Review of Ac-262536 sarm


Every few years there is one alternative or another to anabolic-androgenic steroids. SAAs appeared on the market in the late 1940s, the first use by athletes was in the late 1940s or early 1950s (Soviet, later American, and then East German athletes were in the lead). AAS made the greatest progress in weightlifting, bodybuilding, hammer throwing, shot put, short-distance running, etc. Unfortunately, the anabolic effects (increase in muscle mass and strength) are inherently androgenic (influence on hair, voice, bones, virilization in women). Steroids are undoubtedly well-researched, as many of them have been approved for human use.
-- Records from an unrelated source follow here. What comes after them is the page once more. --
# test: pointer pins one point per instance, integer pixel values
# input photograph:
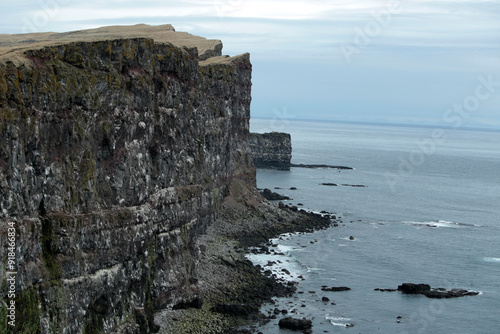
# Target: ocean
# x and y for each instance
(428, 212)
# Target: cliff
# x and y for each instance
(272, 149)
(118, 146)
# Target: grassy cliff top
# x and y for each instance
(12, 47)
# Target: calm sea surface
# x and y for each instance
(429, 212)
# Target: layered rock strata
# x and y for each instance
(115, 155)
(272, 149)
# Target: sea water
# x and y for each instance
(429, 212)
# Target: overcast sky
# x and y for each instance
(416, 61)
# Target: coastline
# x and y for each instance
(233, 287)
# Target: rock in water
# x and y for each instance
(412, 288)
(295, 324)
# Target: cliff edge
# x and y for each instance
(118, 146)
(272, 149)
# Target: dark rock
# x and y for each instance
(453, 293)
(295, 324)
(242, 310)
(271, 150)
(272, 196)
(336, 288)
(412, 288)
(425, 289)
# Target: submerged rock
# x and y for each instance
(295, 324)
(425, 289)
(336, 288)
(412, 288)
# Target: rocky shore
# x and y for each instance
(234, 288)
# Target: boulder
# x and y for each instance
(295, 324)
(412, 288)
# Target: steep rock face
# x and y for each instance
(272, 149)
(115, 155)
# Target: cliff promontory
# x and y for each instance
(272, 149)
(118, 146)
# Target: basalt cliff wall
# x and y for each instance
(272, 149)
(115, 155)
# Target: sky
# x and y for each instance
(430, 62)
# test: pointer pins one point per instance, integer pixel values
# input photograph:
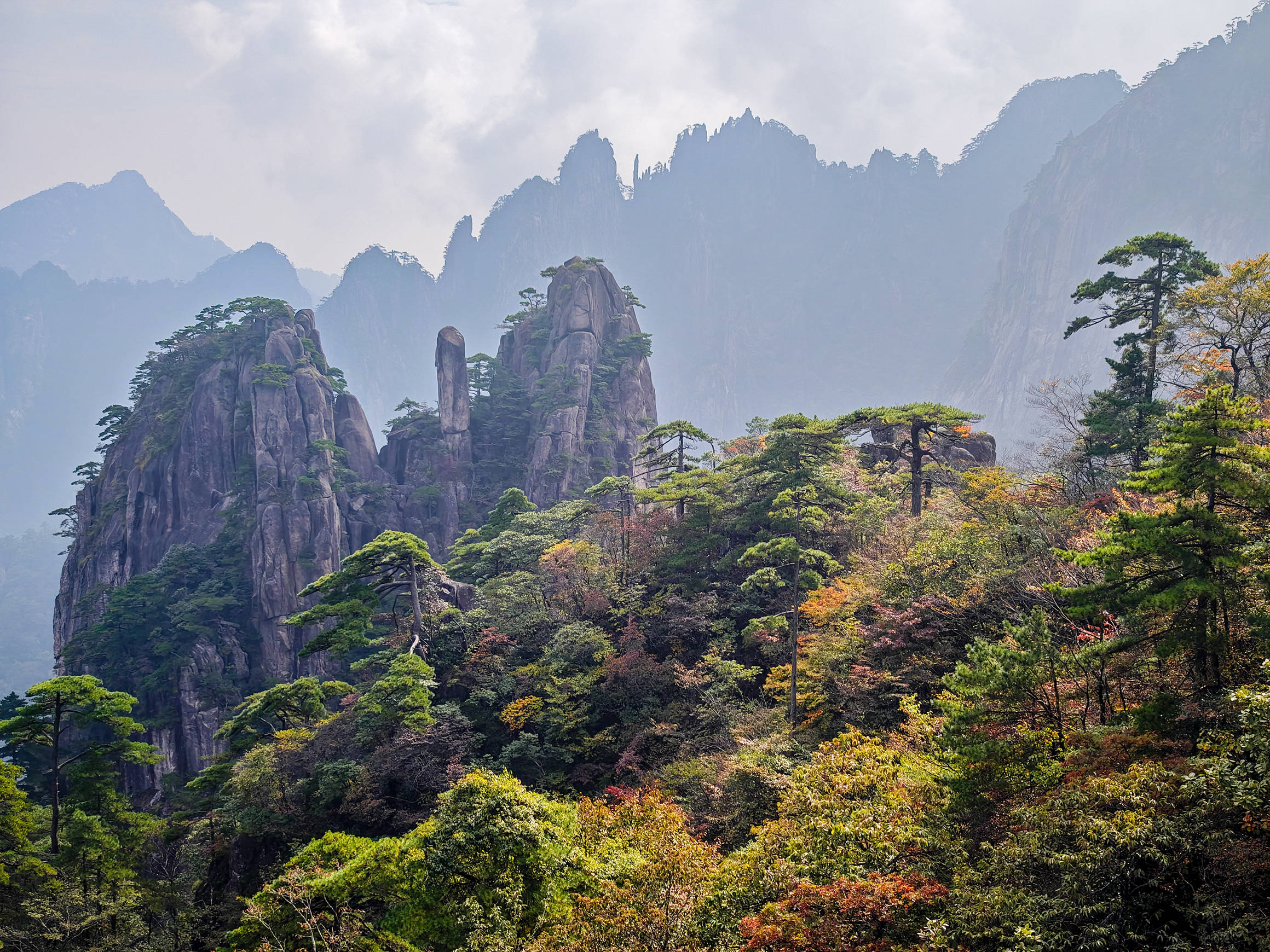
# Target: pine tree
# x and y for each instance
(1185, 564)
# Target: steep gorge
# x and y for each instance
(1188, 152)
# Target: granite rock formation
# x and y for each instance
(605, 409)
(580, 366)
(256, 438)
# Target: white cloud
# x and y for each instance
(324, 125)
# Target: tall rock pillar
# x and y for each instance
(455, 410)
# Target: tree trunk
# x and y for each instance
(417, 625)
(56, 772)
(916, 450)
(798, 568)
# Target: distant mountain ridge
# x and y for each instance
(120, 229)
(1187, 152)
(771, 280)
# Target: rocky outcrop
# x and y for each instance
(253, 441)
(1187, 152)
(896, 258)
(240, 441)
(590, 380)
(455, 417)
(580, 362)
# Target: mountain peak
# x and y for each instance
(118, 229)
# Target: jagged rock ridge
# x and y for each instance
(1188, 152)
(772, 278)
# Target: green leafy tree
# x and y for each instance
(400, 696)
(920, 426)
(621, 490)
(1142, 300)
(669, 447)
(1231, 314)
(1116, 419)
(1188, 562)
(282, 707)
(77, 716)
(792, 473)
(390, 564)
(488, 871)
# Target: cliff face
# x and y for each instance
(1188, 152)
(562, 407)
(592, 365)
(249, 443)
(903, 253)
(239, 477)
(68, 350)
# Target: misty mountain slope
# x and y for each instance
(380, 327)
(66, 351)
(1187, 152)
(771, 278)
(120, 229)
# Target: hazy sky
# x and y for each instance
(324, 126)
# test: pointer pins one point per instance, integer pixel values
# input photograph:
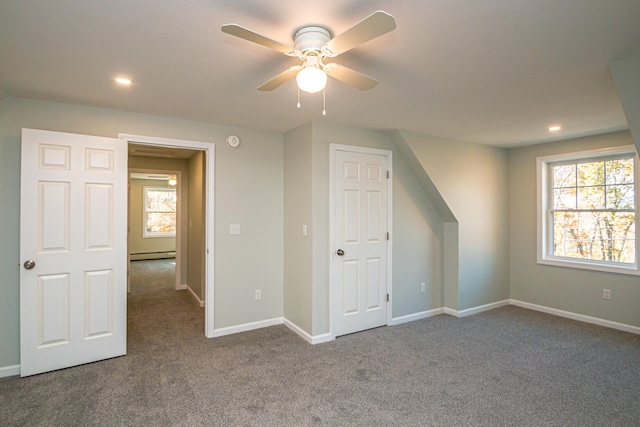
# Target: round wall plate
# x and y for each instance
(233, 141)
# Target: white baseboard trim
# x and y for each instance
(579, 317)
(318, 339)
(247, 327)
(476, 310)
(416, 316)
(9, 371)
(195, 295)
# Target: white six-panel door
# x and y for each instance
(360, 240)
(73, 228)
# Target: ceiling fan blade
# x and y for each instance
(374, 25)
(350, 77)
(280, 78)
(252, 36)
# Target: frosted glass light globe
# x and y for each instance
(311, 79)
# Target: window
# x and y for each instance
(159, 212)
(587, 210)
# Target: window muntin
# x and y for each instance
(159, 212)
(588, 213)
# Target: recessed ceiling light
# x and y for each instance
(123, 81)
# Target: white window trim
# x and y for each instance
(544, 239)
(146, 235)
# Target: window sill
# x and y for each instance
(592, 266)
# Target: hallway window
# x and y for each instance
(159, 212)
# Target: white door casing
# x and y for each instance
(361, 247)
(73, 226)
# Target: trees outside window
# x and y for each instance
(159, 212)
(587, 209)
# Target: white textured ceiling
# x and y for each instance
(495, 72)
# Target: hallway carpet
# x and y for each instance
(505, 367)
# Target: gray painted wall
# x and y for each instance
(298, 254)
(249, 191)
(196, 227)
(473, 181)
(569, 289)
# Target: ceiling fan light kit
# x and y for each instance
(313, 44)
(311, 78)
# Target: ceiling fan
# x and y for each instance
(313, 44)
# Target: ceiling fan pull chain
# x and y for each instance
(324, 101)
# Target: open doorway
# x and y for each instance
(153, 161)
(155, 215)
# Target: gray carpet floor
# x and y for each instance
(505, 367)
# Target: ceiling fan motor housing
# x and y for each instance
(311, 38)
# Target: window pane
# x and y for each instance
(564, 198)
(605, 236)
(161, 201)
(620, 171)
(161, 223)
(591, 198)
(620, 197)
(590, 174)
(564, 176)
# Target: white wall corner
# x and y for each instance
(416, 316)
(476, 310)
(575, 316)
(9, 371)
(200, 302)
(317, 339)
(247, 327)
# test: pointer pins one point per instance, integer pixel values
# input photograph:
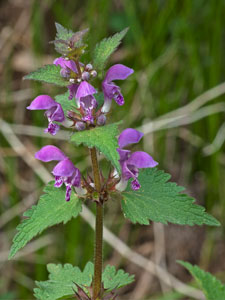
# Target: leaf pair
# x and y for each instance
(157, 200)
(63, 280)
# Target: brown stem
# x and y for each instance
(97, 282)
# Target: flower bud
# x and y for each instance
(85, 75)
(89, 67)
(101, 120)
(93, 73)
(80, 126)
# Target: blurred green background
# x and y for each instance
(176, 96)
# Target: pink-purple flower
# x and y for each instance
(110, 89)
(131, 162)
(54, 111)
(65, 172)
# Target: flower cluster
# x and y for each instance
(87, 114)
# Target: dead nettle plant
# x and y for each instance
(144, 192)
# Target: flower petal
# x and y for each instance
(42, 102)
(49, 153)
(58, 114)
(129, 136)
(72, 90)
(124, 154)
(85, 89)
(118, 72)
(64, 63)
(141, 159)
(64, 168)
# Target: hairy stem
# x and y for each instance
(97, 282)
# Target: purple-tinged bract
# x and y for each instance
(131, 162)
(110, 89)
(65, 172)
(54, 111)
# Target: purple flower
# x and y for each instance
(66, 66)
(64, 172)
(87, 104)
(54, 111)
(131, 162)
(79, 87)
(112, 91)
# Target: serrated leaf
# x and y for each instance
(211, 286)
(161, 201)
(62, 32)
(65, 102)
(104, 139)
(105, 48)
(113, 279)
(48, 74)
(62, 281)
(50, 210)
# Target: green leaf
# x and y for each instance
(62, 32)
(161, 201)
(103, 138)
(211, 286)
(49, 74)
(115, 280)
(50, 210)
(62, 281)
(65, 102)
(105, 48)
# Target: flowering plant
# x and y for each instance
(144, 191)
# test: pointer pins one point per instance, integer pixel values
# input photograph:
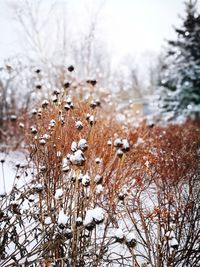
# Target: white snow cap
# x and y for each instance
(125, 144)
(52, 123)
(85, 179)
(118, 142)
(62, 217)
(109, 142)
(99, 188)
(173, 243)
(82, 144)
(59, 193)
(47, 220)
(74, 146)
(97, 178)
(130, 236)
(77, 158)
(119, 234)
(96, 214)
(65, 165)
(79, 125)
(140, 141)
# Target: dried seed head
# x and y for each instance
(119, 153)
(79, 125)
(21, 125)
(70, 68)
(45, 103)
(13, 118)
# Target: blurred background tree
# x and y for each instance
(179, 82)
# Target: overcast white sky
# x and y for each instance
(127, 26)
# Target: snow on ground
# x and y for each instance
(9, 170)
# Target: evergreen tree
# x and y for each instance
(179, 84)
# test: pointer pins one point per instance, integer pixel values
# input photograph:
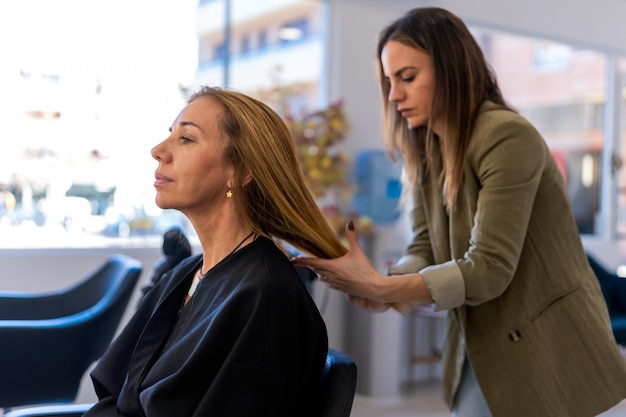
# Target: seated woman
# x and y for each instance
(231, 331)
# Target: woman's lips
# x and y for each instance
(161, 179)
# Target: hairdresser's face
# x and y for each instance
(192, 175)
(411, 79)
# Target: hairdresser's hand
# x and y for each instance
(352, 273)
(367, 304)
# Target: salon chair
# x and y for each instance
(614, 291)
(49, 339)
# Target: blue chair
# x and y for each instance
(614, 291)
(337, 390)
(338, 385)
(48, 340)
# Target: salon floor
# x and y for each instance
(424, 400)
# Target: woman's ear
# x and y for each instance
(247, 179)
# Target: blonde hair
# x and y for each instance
(276, 203)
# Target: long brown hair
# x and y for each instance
(276, 202)
(463, 81)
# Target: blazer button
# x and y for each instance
(515, 335)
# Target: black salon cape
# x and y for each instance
(250, 342)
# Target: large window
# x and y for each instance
(85, 95)
(562, 90)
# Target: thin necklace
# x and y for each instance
(199, 276)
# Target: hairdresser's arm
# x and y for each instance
(355, 275)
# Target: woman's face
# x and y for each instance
(411, 79)
(192, 174)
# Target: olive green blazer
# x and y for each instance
(534, 324)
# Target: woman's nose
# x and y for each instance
(157, 151)
(395, 94)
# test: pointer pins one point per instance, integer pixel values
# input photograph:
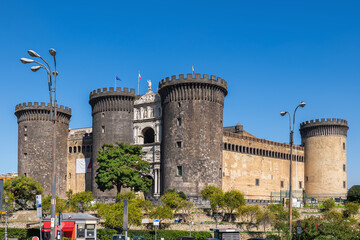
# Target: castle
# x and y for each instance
(181, 130)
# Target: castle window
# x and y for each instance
(149, 135)
(179, 171)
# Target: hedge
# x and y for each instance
(106, 234)
(20, 233)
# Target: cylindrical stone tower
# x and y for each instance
(112, 114)
(325, 157)
(192, 132)
(35, 144)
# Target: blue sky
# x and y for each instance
(273, 54)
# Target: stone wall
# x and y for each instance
(112, 112)
(258, 167)
(192, 132)
(35, 144)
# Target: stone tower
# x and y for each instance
(35, 144)
(325, 157)
(112, 114)
(192, 132)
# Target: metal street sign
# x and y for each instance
(38, 206)
(1, 192)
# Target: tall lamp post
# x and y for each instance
(6, 215)
(302, 104)
(53, 115)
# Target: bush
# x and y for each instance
(318, 228)
(105, 234)
(273, 237)
(19, 233)
(351, 208)
(328, 204)
(354, 194)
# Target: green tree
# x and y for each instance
(328, 204)
(209, 191)
(82, 201)
(24, 190)
(217, 201)
(113, 214)
(354, 194)
(233, 200)
(122, 166)
(333, 215)
(265, 217)
(350, 209)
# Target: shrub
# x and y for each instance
(328, 204)
(354, 194)
(351, 208)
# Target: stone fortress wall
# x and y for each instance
(112, 114)
(78, 160)
(182, 134)
(325, 154)
(191, 149)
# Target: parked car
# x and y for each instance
(118, 237)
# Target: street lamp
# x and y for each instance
(53, 117)
(6, 215)
(302, 104)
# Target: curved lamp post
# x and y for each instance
(53, 116)
(302, 104)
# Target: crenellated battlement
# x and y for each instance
(324, 127)
(323, 121)
(112, 92)
(41, 106)
(190, 78)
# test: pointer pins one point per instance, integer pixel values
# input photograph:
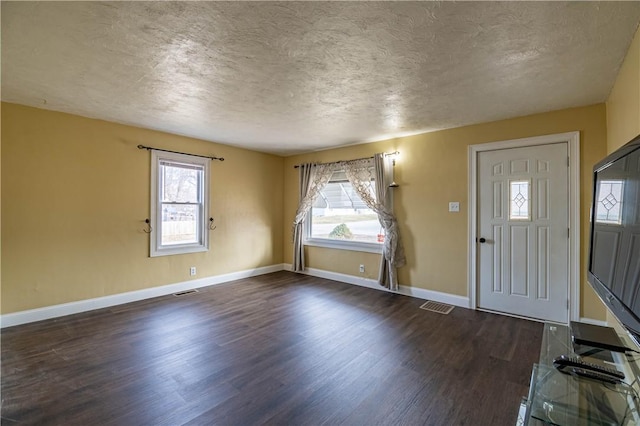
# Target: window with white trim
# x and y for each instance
(179, 203)
(340, 219)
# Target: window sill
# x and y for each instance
(344, 245)
(178, 250)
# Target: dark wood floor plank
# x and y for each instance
(276, 349)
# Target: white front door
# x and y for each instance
(523, 245)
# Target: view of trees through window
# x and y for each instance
(340, 214)
(180, 203)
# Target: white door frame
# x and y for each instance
(573, 148)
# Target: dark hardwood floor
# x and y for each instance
(281, 349)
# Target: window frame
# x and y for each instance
(339, 244)
(155, 240)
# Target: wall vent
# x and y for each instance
(441, 308)
(183, 293)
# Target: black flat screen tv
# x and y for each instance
(613, 268)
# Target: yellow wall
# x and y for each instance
(75, 193)
(623, 104)
(431, 171)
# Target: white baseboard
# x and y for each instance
(48, 312)
(419, 293)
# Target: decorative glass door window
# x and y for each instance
(609, 206)
(519, 200)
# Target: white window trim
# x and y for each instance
(338, 244)
(156, 248)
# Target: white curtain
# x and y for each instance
(360, 174)
(312, 178)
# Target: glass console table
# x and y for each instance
(560, 399)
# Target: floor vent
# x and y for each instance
(183, 293)
(441, 308)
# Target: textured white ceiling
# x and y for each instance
(289, 77)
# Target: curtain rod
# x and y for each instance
(149, 148)
(338, 162)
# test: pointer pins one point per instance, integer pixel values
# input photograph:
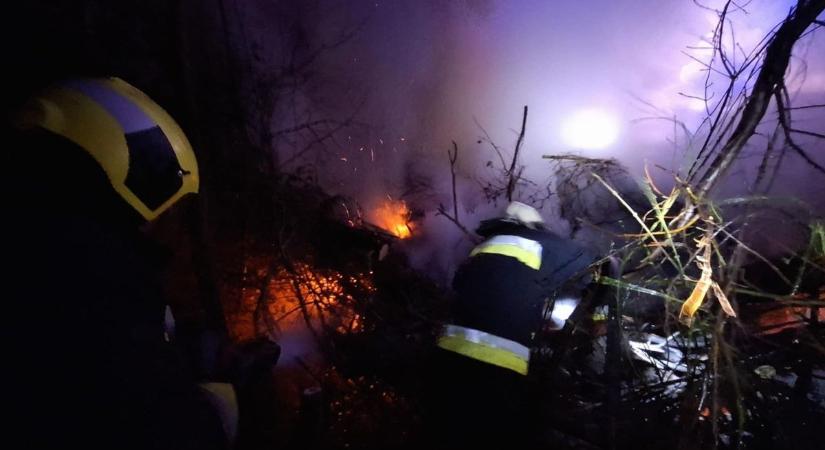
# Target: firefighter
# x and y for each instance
(93, 362)
(501, 292)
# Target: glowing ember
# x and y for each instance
(298, 297)
(393, 216)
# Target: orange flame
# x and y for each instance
(292, 297)
(393, 216)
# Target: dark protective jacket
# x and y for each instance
(501, 289)
(87, 362)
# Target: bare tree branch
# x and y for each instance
(511, 185)
(770, 77)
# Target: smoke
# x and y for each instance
(414, 76)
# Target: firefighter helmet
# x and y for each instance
(142, 150)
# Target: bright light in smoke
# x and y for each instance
(590, 129)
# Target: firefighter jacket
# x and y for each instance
(501, 290)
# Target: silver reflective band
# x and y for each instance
(525, 250)
(487, 340)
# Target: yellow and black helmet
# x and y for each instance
(143, 152)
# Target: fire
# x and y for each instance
(393, 216)
(301, 296)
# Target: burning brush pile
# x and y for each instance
(351, 317)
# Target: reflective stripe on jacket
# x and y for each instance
(485, 347)
(525, 250)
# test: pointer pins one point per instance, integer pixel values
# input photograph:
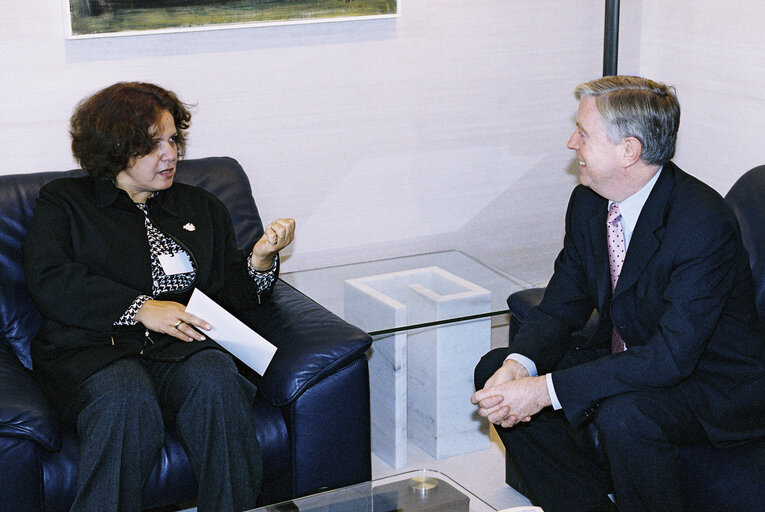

Only the following have been approved for therapeutic use in humans [1]:

  • testosterone (in various forms – solutions in oil, water, skin / transdermal gels, pellets),
  • nortestosterone (e.g. deca durabolin / nandrolone decanoate; other nandrolone variants)
  • dihydrochlormethyltestosterone (DHCMT; better known as oral-turinabol),
    methenolone (primobolan),
  • methandienone / methandrostenolone (known in Poland as: metanabol),
  • methyltestosterone,
  • oxandrolone (e.g. under the anavar brand)
  • fluoxymesterone (halotestin),
  • stanozolol (winstrol),
  • formestane (4-hydroxyandrostenedione),

(*) the authors of the list omitted oxymetholone (anapolone), which is used many times in humans, there is a rich collection of scientific studies – 398 in the pubmed database [11],
(*) the authors of the list also omitted Proviron (mesterolone), which is widely used in humans (multiple studies from the last 2 years).